5. M. B était incarcéré au centre pénitentiaire de Maubeuge durant les mois au titre desquels il soutient avoir été rémunéré à un montant inférieur à la somme normalement due. Par suite, en application de l'article R. 312-14 du code de justice administrative, sa requête relève de la compétence du tribunal administratif de Lille et non du tribunal administratif d'Amiens.

6. Toutefois, par une ordonnance n° 2203643 du 10 mars 2023, le tribunal administratif de Lille a donné acte du désistement d'instance de la requête de M. B tendant à la condamnation de l'Etat à lui verser la somme de 381,03 euros au titre d'arriérés de salaire. Par suite, il a été statué au fond sur les conclusions présentées par M. B. Dans ces conditions, les conclusions à fin de condamnation présentées dans la présente requête en référé provision, au titre de l'article R. 541-1 du code de justice administrative, ont perdu leur objet. Il n'y a donc plus lieu d'y statuer.

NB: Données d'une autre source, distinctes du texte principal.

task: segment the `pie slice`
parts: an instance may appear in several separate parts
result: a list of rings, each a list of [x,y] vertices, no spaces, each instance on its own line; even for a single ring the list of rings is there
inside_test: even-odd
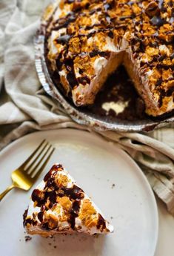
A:
[[[32,193],[24,214],[27,233],[44,237],[60,233],[107,234],[113,227],[60,164],[55,164]]]

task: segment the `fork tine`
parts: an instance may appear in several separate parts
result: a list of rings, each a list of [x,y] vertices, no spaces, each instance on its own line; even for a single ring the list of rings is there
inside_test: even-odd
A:
[[[30,160],[34,157],[36,153],[41,148],[42,145],[44,143],[46,140],[42,140],[41,144],[39,145],[39,146],[36,148],[36,150],[30,154],[30,156],[21,165],[19,168],[24,168],[27,164],[30,161]]]
[[[50,151],[50,149],[51,148],[52,145],[50,145],[48,148],[47,149],[47,151],[45,151],[45,153],[44,154],[44,155],[41,157],[41,158],[40,159],[40,160],[38,162],[38,163],[36,164],[36,166],[33,166],[32,170],[30,171],[30,169],[28,169],[28,174],[32,176],[32,174],[33,174],[33,173],[35,172],[35,171],[37,169],[37,168],[40,165],[41,163],[43,161],[43,160],[44,159],[45,156],[47,155],[47,154],[48,153],[48,151]],[[43,151],[42,151],[43,152]],[[32,166],[31,166],[32,167]]]
[[[40,151],[40,153],[36,156],[36,157],[33,159],[33,162],[30,163],[30,165],[26,168],[26,171],[28,172],[28,171],[30,171],[30,169],[32,168],[32,166],[33,166],[34,163],[36,163],[36,160],[41,155],[41,154],[44,152],[44,149],[47,148],[47,146],[49,145],[48,142],[47,142],[45,144],[45,145],[44,146],[44,148],[41,149],[41,151]]]
[[[52,156],[52,154],[53,154],[55,151],[55,148],[53,148],[52,149],[52,151],[50,151],[50,153],[49,154],[49,155],[47,156],[47,159],[45,160],[44,163],[43,163],[43,165],[41,166],[41,168],[39,169],[39,171],[36,172],[36,174],[35,174],[35,176],[33,177],[34,180],[36,180],[39,176],[40,175],[40,174],[41,173],[41,171],[44,170],[44,167],[46,166],[47,163],[48,163],[50,157]]]

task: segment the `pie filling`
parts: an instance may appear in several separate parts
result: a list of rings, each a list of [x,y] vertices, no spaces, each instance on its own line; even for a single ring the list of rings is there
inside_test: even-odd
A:
[[[33,191],[24,214],[24,226],[29,234],[45,237],[113,231],[101,211],[60,164],[54,165]]]
[[[42,24],[50,71],[77,106],[124,64],[154,116],[174,109],[173,0],[62,0]]]

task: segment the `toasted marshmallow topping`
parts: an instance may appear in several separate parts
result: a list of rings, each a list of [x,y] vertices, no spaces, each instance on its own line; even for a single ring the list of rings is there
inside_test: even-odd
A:
[[[50,9],[43,22],[49,68],[76,105],[93,103],[127,53],[134,66],[128,73],[133,73],[147,113],[158,116],[174,108],[173,0],[62,0]]]
[[[29,234],[108,233],[113,227],[61,165],[54,165],[33,191],[24,226]]]

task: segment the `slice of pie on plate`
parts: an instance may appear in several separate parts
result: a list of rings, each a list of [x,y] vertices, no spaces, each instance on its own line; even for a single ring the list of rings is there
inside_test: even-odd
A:
[[[27,233],[50,236],[60,233],[107,234],[113,227],[73,178],[55,164],[32,193],[24,214]]]

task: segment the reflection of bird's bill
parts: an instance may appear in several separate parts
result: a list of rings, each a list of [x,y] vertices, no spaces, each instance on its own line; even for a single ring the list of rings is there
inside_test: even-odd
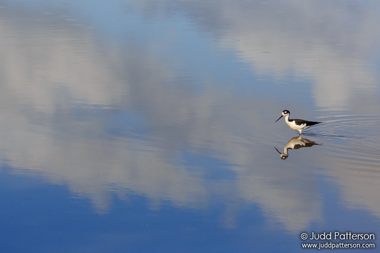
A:
[[[287,155],[286,154],[285,154],[285,153],[283,154],[281,152],[279,151],[278,149],[277,149],[277,148],[276,148],[276,147],[275,147],[275,149],[276,150],[277,150],[277,152],[278,152],[279,154],[280,154],[280,157],[281,157],[281,159],[282,159],[283,160],[285,160],[285,159],[286,159],[287,158],[288,158],[288,155]]]

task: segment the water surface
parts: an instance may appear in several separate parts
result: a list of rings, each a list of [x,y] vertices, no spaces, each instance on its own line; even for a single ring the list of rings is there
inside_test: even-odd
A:
[[[3,1],[2,251],[377,236],[379,7]],[[284,109],[323,123],[297,138]]]

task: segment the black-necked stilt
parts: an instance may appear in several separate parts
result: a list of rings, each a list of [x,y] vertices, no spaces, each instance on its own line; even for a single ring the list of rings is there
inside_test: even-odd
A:
[[[282,111],[282,115],[281,117],[278,118],[278,119],[276,120],[276,122],[279,121],[283,116],[285,116],[285,122],[289,127],[294,130],[295,131],[298,131],[299,132],[299,135],[302,134],[302,131],[304,129],[308,129],[317,124],[322,123],[322,122],[316,122],[316,121],[308,121],[308,120],[304,120],[303,119],[289,119],[289,116],[290,115],[290,112],[287,110],[284,110]]]

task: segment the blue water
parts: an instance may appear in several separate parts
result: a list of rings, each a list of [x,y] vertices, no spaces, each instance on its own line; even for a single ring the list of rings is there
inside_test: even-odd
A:
[[[0,7],[2,252],[378,244],[376,3]]]

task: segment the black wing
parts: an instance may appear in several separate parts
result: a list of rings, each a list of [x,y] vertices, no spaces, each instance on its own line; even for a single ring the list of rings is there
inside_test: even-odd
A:
[[[289,119],[290,120],[290,119]],[[293,119],[293,120],[294,120],[295,122],[295,124],[297,124],[298,125],[301,125],[302,124],[306,124],[306,125],[316,125],[317,124],[319,124],[320,123],[322,123],[322,122],[317,122],[317,121],[308,121],[308,120],[304,120],[303,119]]]

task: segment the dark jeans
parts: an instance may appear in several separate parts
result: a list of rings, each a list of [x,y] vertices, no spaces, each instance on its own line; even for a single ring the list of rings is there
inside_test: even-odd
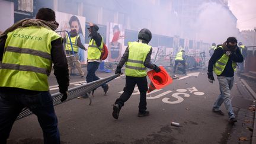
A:
[[[0,92],[0,143],[6,143],[12,124],[21,110],[27,107],[37,116],[44,143],[60,143],[57,120],[50,93],[34,95]]]
[[[146,76],[133,77],[126,76],[126,86],[124,88],[124,92],[117,98],[115,104],[118,104],[121,107],[124,104],[131,96],[135,85],[137,84],[140,93],[140,103],[139,104],[139,111],[143,112],[146,110],[146,91],[148,91],[148,82]]]
[[[174,65],[174,73],[176,72],[176,68],[178,63],[183,65],[183,73],[185,73],[185,60],[175,60],[175,63]]]
[[[99,62],[88,62],[87,64],[87,75],[86,80],[87,83],[93,82],[100,79],[100,78],[95,74],[100,65]],[[104,84],[101,85],[103,88],[107,87],[107,84]]]

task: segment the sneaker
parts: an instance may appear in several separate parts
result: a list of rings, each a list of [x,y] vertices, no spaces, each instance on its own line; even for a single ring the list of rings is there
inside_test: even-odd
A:
[[[146,117],[149,116],[149,111],[145,111],[143,112],[139,112],[138,113],[138,117]]]
[[[107,84],[106,85],[107,85],[106,87],[105,87],[103,88],[103,91],[105,92],[105,94],[104,94],[105,95],[106,95],[107,92],[107,91],[108,90],[108,88],[109,88],[109,85]]]
[[[112,116],[114,119],[117,120],[118,119],[118,117],[119,116],[120,110],[120,108],[119,107],[119,105],[116,104],[113,105],[113,112],[112,113]]]
[[[85,99],[88,97],[88,95],[87,94],[84,94],[84,95],[79,96],[78,97],[78,99]]]
[[[216,113],[216,114],[219,114],[219,115],[220,115],[220,116],[224,116],[225,114],[224,114],[224,113],[222,112],[222,111],[221,111],[221,110],[218,110],[218,111],[215,111],[213,109],[213,113]]]
[[[231,119],[231,120],[230,120],[230,123],[235,123],[236,122],[237,122],[236,119],[235,119],[235,117],[232,117],[232,118]]]

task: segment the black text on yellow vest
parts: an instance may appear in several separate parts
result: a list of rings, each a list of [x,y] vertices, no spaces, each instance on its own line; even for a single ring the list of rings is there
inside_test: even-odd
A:
[[[76,37],[71,37],[71,42],[73,47],[73,50],[74,52],[77,53],[78,52],[78,46],[77,46],[77,40],[79,37],[79,36],[76,36]],[[70,42],[69,38],[68,36],[68,34],[66,35],[66,44],[65,44],[65,50],[69,51],[72,51],[71,47],[71,44]]]
[[[129,57],[126,63],[126,75],[135,77],[143,77],[146,75],[146,68],[144,62],[151,46],[138,42],[129,43]]]
[[[219,47],[223,49],[222,46],[219,46],[218,48]],[[229,58],[229,57],[224,53],[220,59],[217,60],[217,62],[215,63],[213,66],[213,71],[217,75],[220,75],[221,73],[222,73],[228,63]],[[236,63],[232,60],[232,65],[233,71],[235,72],[236,68]]]
[[[0,87],[48,91],[51,42],[59,38],[53,31],[35,26],[9,33],[0,69]]]
[[[101,43],[100,47],[96,44],[94,39],[91,39],[89,43],[88,48],[88,60],[99,60],[103,48],[103,37],[101,37]]]

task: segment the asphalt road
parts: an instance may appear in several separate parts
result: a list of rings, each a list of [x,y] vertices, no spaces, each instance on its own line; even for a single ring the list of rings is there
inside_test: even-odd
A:
[[[192,74],[191,73],[193,73]],[[112,117],[112,104],[125,85],[125,76],[113,80],[106,96],[98,88],[92,98],[74,99],[55,107],[62,143],[226,143],[231,140],[229,134],[240,129],[239,124],[229,123],[225,116],[212,111],[219,94],[217,81],[210,84],[206,71],[188,72],[178,75],[172,84],[147,95],[150,116],[138,117],[139,93],[135,89],[133,95],[122,108],[119,119]],[[97,73],[104,78],[113,73]],[[186,76],[186,77],[184,77]],[[183,77],[183,78],[182,78]],[[217,79],[217,78],[216,78]],[[85,78],[72,76],[71,87],[79,85]],[[49,78],[52,94],[57,92],[54,76]],[[149,82],[149,81],[148,81]],[[241,108],[252,104],[250,98],[244,98],[236,87],[240,84],[235,77],[231,95],[236,114]],[[238,119],[242,121],[244,120]],[[171,125],[179,123],[180,127]],[[43,134],[34,115],[18,120],[14,123],[8,143],[43,143]],[[235,137],[234,139],[236,139]],[[33,143],[34,142],[34,143]]]

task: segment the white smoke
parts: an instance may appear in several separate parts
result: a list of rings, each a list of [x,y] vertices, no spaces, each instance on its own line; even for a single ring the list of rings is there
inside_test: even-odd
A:
[[[194,34],[206,42],[222,43],[228,37],[237,37],[236,20],[227,8],[215,2],[204,3],[199,7],[200,14],[191,23]]]

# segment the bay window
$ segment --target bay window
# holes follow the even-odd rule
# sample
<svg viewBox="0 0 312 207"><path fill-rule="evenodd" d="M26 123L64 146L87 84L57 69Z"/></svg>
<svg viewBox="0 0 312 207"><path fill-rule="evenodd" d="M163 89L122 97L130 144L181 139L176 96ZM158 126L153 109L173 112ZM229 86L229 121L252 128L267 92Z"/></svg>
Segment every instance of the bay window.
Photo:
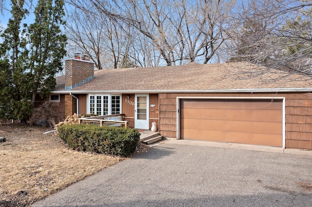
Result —
<svg viewBox="0 0 312 207"><path fill-rule="evenodd" d="M121 96L110 94L90 94L88 113L98 116L120 114Z"/></svg>

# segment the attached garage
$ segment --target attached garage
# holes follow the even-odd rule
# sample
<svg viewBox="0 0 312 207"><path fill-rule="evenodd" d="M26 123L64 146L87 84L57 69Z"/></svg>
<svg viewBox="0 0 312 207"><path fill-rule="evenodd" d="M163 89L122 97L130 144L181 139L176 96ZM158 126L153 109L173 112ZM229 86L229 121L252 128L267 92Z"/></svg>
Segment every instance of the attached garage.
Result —
<svg viewBox="0 0 312 207"><path fill-rule="evenodd" d="M179 100L180 139L283 147L283 99Z"/></svg>

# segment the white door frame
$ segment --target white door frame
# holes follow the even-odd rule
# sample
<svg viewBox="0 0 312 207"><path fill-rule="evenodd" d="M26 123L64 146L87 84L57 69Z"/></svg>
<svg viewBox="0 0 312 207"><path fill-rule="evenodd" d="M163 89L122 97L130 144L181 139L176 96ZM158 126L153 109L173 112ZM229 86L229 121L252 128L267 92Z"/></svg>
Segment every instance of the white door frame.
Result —
<svg viewBox="0 0 312 207"><path fill-rule="evenodd" d="M146 97L146 120L139 120L137 119L137 97ZM135 94L135 128L136 129L150 129L150 95L149 94Z"/></svg>

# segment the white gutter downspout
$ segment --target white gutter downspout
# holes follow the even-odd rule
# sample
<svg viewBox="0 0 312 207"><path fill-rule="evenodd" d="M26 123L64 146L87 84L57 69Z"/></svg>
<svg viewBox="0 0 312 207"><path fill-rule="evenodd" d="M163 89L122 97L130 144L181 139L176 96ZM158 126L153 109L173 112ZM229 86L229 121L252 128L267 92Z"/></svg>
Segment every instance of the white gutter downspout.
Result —
<svg viewBox="0 0 312 207"><path fill-rule="evenodd" d="M75 98L75 99L76 99L76 108L77 108L77 116L79 115L79 99L78 99L78 98L76 97L76 96L75 96L74 95L72 94L71 92L69 93L69 95L70 95L71 96L72 96L72 97L73 97L74 98Z"/></svg>

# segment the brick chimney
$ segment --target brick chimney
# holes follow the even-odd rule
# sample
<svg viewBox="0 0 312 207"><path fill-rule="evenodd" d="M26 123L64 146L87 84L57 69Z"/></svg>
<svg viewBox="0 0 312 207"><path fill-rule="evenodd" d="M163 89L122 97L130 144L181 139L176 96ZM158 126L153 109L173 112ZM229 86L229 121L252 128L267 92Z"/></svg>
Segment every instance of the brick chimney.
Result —
<svg viewBox="0 0 312 207"><path fill-rule="evenodd" d="M75 54L75 59L65 61L65 89L71 90L94 77L94 64L89 56Z"/></svg>

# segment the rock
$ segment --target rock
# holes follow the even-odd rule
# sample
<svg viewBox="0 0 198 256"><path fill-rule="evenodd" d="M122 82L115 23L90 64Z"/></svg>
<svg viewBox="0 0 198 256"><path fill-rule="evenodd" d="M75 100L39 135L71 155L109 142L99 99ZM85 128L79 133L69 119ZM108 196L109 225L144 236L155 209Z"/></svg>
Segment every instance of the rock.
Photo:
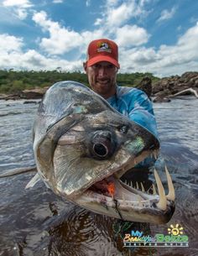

7. Dans les circonstances de l'espèce, il n'y a pas lieu de faire droit aux conclusions présentées sur le fondement des dispositions de l'article 37 de la loi du 10 juillet 1991 l'article L. 761-1 du code de justice administrative.

O R D O N N E :

Article 1er : Il n'y a pas lieu de statuer sur les conclusions à fin de provision présentées par

M. B.

Article 2 : Le surplus des conclusions de la requête est rejeté.

Article 3 : La présente ordonnance sera notifiée à M. A B, à Me Dormieu, et au garde des sceaux, ministre de la justice.

Fait à Amiens, le 2 mai 2023.

La présidente de la 1ère chambre,

Signé :

C. Galle

La République mande et ordonne au garde des sceaux, ministre de la justice, en ce qui le concerne ou à tous commissaires de justice à ce requis en ce qui concerne les voies de droit commun contre les parties privées, de pourvoir à l'exécution de la présente décision.